Monday, July 12, 2010

Tougher times for tobacco industry with new WHO guidelines

JAKARTA: The tough times for the tobacco industry are about to get even tougher. The World Health Organisation (WHO) has released proposals to ban ingredients or additives that enhance the overall tobacco taste in cigarettes to discourage young smokers from picking up the habit.

Under Article 9 and 10 of WHO’s Framework Convention on Tobacco Control (FCTC), the sweeping list of ingredients banned from being added into cigarettes included artificial sweeteners as well as natural flavour enhancers such as cocoa and sugar, though menthol is not in the list.

At the inaugural Asia Tobacco Forum held in Jakarta recently, tobacco growers and companies have slammed the proposal, on grounds that it would hurt the industry and affect the livelihoods of millions of tobacco growers and ingredients suppliers worldwide.

“This regulation will be working against 50% of the market, which is not good for Asia, especially when this continent is identified as the new area of growth for the industry,” International Tobacco Growers’ Association chairman Roger Quarles said.
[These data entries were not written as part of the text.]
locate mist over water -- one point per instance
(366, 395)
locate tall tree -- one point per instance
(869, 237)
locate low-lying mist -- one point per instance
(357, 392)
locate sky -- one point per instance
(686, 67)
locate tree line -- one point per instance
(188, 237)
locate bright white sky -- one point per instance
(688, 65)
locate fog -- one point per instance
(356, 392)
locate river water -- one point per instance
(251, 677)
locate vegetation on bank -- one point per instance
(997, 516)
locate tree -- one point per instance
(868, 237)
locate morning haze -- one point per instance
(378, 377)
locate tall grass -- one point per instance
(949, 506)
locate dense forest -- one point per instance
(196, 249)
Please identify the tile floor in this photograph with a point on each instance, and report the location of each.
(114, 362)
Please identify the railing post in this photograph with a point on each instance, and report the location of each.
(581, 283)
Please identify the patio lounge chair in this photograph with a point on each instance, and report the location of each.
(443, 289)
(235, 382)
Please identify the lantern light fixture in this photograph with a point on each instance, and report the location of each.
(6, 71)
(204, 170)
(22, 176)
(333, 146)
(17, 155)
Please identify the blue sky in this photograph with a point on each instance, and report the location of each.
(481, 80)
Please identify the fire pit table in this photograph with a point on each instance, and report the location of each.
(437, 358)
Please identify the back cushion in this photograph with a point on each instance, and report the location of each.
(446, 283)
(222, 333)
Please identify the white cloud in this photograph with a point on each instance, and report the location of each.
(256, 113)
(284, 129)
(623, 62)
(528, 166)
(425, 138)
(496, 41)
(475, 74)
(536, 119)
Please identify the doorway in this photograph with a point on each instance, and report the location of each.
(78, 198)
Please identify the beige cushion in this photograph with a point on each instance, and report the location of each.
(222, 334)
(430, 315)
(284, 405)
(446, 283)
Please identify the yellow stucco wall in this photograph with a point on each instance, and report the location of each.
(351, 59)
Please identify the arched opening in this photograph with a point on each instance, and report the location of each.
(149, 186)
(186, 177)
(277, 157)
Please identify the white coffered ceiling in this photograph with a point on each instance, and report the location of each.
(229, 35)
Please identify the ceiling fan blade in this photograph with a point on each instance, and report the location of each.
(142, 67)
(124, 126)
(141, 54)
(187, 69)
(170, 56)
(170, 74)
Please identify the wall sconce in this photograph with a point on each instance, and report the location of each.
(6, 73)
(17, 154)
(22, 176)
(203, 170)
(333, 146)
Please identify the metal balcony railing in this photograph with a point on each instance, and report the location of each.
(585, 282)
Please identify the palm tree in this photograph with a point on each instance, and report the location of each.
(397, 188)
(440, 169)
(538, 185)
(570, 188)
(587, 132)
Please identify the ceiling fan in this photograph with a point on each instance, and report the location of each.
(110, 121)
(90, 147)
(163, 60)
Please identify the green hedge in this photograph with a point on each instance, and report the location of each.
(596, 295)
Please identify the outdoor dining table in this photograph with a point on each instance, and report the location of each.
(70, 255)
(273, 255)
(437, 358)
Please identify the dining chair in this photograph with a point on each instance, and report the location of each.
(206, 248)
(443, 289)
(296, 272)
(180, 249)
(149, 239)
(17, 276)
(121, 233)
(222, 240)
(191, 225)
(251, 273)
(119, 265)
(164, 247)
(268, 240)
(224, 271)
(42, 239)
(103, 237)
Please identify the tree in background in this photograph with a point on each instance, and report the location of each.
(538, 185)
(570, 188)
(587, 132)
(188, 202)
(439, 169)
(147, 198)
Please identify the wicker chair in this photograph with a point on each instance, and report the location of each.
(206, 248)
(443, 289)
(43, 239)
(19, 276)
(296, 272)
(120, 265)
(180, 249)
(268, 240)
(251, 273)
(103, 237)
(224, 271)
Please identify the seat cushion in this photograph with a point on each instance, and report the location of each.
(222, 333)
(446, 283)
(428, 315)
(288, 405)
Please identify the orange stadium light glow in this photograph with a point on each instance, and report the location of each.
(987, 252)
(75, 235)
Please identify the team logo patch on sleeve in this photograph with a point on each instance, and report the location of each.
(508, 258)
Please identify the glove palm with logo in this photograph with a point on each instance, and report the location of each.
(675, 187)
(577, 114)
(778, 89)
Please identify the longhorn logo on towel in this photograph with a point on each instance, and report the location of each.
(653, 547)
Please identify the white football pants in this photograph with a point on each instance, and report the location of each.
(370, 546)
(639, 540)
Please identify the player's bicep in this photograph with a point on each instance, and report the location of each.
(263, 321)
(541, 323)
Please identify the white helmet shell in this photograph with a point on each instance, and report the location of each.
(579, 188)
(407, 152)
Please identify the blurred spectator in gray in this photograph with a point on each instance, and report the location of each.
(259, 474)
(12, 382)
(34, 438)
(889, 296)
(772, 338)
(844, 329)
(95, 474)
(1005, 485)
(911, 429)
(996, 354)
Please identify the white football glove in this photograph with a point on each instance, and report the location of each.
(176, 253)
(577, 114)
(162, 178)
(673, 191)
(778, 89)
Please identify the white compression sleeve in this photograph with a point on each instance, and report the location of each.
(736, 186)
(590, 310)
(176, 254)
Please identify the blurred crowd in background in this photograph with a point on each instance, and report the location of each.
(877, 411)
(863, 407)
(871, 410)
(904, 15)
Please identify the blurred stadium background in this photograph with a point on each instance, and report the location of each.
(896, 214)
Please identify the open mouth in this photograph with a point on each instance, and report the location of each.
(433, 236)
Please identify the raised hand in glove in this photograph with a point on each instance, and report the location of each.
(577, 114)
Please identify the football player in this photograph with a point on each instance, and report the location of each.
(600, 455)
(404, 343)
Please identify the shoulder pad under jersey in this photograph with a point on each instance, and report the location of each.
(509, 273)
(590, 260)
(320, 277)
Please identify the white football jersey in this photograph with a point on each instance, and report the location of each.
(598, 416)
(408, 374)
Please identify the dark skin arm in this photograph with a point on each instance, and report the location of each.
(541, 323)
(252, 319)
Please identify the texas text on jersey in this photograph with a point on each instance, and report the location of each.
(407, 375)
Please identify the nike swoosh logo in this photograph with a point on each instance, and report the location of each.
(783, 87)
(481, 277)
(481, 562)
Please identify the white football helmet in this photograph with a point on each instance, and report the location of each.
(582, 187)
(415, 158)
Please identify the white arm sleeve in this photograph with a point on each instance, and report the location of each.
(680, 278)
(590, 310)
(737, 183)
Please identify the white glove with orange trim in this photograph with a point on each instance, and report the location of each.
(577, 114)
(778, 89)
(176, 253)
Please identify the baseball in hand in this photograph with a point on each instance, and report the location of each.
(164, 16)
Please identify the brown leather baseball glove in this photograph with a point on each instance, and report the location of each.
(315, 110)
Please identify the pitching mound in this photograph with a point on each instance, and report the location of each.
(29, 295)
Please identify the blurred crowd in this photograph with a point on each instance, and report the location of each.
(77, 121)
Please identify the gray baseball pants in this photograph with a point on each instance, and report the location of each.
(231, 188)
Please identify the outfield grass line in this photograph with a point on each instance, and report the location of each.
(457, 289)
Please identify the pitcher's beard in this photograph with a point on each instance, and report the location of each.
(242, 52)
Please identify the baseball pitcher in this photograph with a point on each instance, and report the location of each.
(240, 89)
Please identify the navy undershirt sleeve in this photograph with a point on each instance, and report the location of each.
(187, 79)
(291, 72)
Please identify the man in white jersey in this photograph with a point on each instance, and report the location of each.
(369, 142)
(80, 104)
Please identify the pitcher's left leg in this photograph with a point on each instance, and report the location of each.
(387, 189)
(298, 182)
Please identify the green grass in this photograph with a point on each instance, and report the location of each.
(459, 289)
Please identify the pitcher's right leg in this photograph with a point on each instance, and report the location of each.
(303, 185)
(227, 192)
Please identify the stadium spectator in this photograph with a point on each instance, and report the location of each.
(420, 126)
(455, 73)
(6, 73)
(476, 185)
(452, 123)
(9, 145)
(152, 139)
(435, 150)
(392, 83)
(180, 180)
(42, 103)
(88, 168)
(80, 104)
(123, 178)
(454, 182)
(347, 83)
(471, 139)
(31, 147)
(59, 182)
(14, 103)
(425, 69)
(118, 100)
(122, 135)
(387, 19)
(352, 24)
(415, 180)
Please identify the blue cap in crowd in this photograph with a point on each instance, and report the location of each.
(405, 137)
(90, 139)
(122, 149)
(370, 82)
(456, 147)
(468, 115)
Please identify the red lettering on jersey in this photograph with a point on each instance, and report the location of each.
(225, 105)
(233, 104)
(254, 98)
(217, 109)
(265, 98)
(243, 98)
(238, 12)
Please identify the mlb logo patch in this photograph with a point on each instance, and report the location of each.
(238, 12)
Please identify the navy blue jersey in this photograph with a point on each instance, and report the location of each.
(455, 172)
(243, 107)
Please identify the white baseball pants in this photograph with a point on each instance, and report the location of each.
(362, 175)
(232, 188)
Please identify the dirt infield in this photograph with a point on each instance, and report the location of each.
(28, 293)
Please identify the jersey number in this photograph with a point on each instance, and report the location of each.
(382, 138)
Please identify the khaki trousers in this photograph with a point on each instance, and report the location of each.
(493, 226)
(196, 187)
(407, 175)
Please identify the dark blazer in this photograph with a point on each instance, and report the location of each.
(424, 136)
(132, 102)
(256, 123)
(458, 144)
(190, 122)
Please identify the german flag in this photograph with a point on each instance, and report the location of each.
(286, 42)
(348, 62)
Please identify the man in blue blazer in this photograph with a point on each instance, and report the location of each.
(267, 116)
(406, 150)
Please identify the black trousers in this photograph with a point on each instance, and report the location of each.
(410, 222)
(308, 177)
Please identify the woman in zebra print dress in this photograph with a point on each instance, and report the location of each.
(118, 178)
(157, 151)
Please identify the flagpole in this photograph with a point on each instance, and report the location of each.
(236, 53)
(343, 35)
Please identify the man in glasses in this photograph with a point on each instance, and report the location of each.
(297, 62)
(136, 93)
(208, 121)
Tobacco manufacturers said Indonesia was likely to be most affected by the ban, given that it was the largest tobacco producer in the region — with tobacco plantation acreage of about 212,700 acres (85,080ha) that produces more than 177,000 tonnes of leaves annually.

Out of the total production of tobacco leaves, more than 90% is used to manufacture the kretek — cigarettes that consist of a blend of tobacco leaves and cloves. Cloves are also banned under the WHO FCTC draft proposal.
Norman reading out the declaration at the Asia Tobacco Forum 
recently
Norman reading out the declaration at the Asia Tobacco Forum recently

When met, the Association of Indonesian Tobacco Growers’ president H Soedaryanto said because of the ban, more than half or over RM500 million of Indonesia’s cigarette exports, would be affected.

On the Malaysian front, a tobacco analyst from OSK Research said given that the stringent guidelines would affect governments’ collection of excise duties from cigarettes, the proposed ingredients ban might not see the light of day.

“As such, we are still neutral on the impact of the new guidelines on the tobacco sector, as we believe the proposed ingredient ban could be softened, which may turn out to have minimal impact on cigarettes manufactured here,” the analyst said.

This is because unlike cigarettes manufactured in Indonesia, the cigarettes manufactured domestically are mainly classical ones or those that contain menthol, which is not among the ingredients that are proposed to be banned, he explained.

The three largest tobacco manufacturers in the country are British American Tobacco (Malaysia) Bhd, Philip Morris (Malaysia) Bhd and JT International Tobacco (M) Bhd.

Still, local tobacco manufacturers and farmers are concerned that the ban might be pushed through, and are planning to lobby against the proposed ban on grounds that the livelihood of Malaysian farmers could be affected as well.

According to the Kelantan Tobacco Farmers and Curers’ chairman Norman Md Noor, who represents some 2,000 farmers and was in Jakarta to attend the tobacco forum, the local tobacco farming industry has an employment force of more than 40,000 people.